Demand for Precision Medicine: A Discrete-Choice Experiment and External Validation Study
A limited evidence base and lack of clear clinical guidelines challenge healthcare systems’ adoption of precision medicine. The effect of these conditions on demand is not understood.
This research estimated the public’s preferences and demand for precision medicine outcomes.
A discrete-choice experiment survey was conducted with an online sample of the US public who had recent healthcare experience. Statistical analysis was undertaken using an error components mixed logit model. The responsiveness of demand in the context of a changing evidence base was estimated through the price elasticity of demand. External validation was examined using real-world demand for the 21-gene recurrence score assay for breast cancer.
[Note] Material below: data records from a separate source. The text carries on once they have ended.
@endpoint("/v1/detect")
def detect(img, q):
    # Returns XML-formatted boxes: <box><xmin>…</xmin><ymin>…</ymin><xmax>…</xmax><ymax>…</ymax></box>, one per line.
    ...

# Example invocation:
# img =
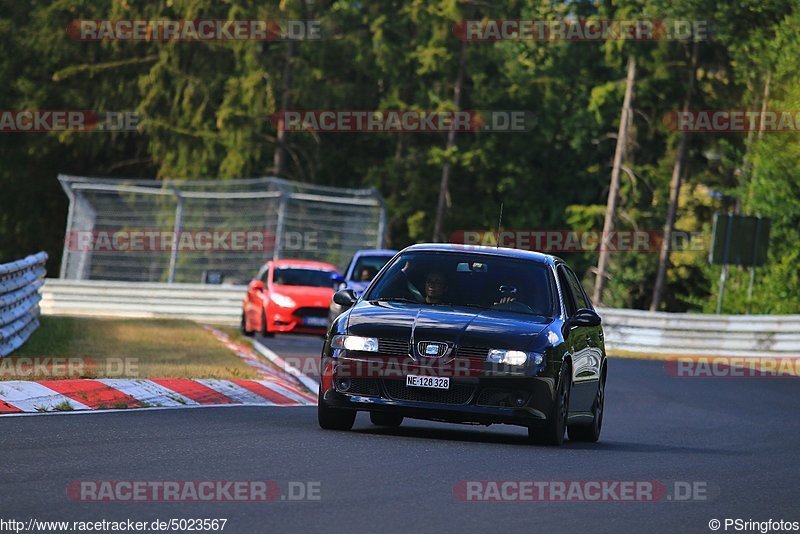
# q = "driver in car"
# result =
<box><xmin>425</xmin><ymin>271</ymin><xmax>447</xmax><ymax>304</ymax></box>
In total, 1124 (of 1849) individuals completed the web-based survey. The most important outcomes were survival gains with statistical uncertainty, cost of testing, and medical expert agreement on changing care based on test results. The value ($US, year 2017 values) for a test where most (vs. few) experts agreed to changing treatment based on test results was $US1100 (95% confidence interval [CI] 916–1286). Respondents were willing to pay $US265 (95% CI 46–486) for a test that could result in greater certainty around life-expectancy gains. The predicted demand of the assay was 9% in 2005 and 66% in 2014, compared with real-world uptake of 7% and 71% (root-mean-square prediction error 0.11). Demand was sensitive to price (1% increase in price resulted in > 1% change in demand) when first introduced and insensitive to price (1% increase in price resulted in < 0.1% change in demand) as the evidence base became established.
Evidence of external validity was found. Demand was weak and responsive to price in the near term because of uncertainty and an immature evidence base. Clear communication of precision medicine outcomes and uncertainty is crucial in allowing healthcare to align with individual preferences.
The authors thank Dr. Jagori Saha for assistance in conducting the discrete-choice experiment.
All authors participated in the concept and design of the study, data acquisition and interpretation, and contributed to drafting, revising, and final approval of the manuscript. Regier and Carlson conducted the analysis and take responsibility for the integrity of the data and data analysis.
Compliance with Ethical Standards
This work was supported by the National Institutes of Health (NIH) Common Fund project 1U01AG047109. The funding agreement ensures the independence of the authors in all aspects of study design and data interpretation and in writing and publishing the article.
Conflict of interest
Dr. Regier has received travel support from Illumina to attend conferences in Boston, USA, and Barcelona, Spain. Dr. Veenstra has provided paid consultancy to Roche Sequencing Systems. Drs. Carlson and Basu have no conflicts of interest that are directly relevant to the content of this article.
The University of Washington Institutional Review Board granted research ethics to conduct this project.
Informed consent was obtained from all individual participants included in the study.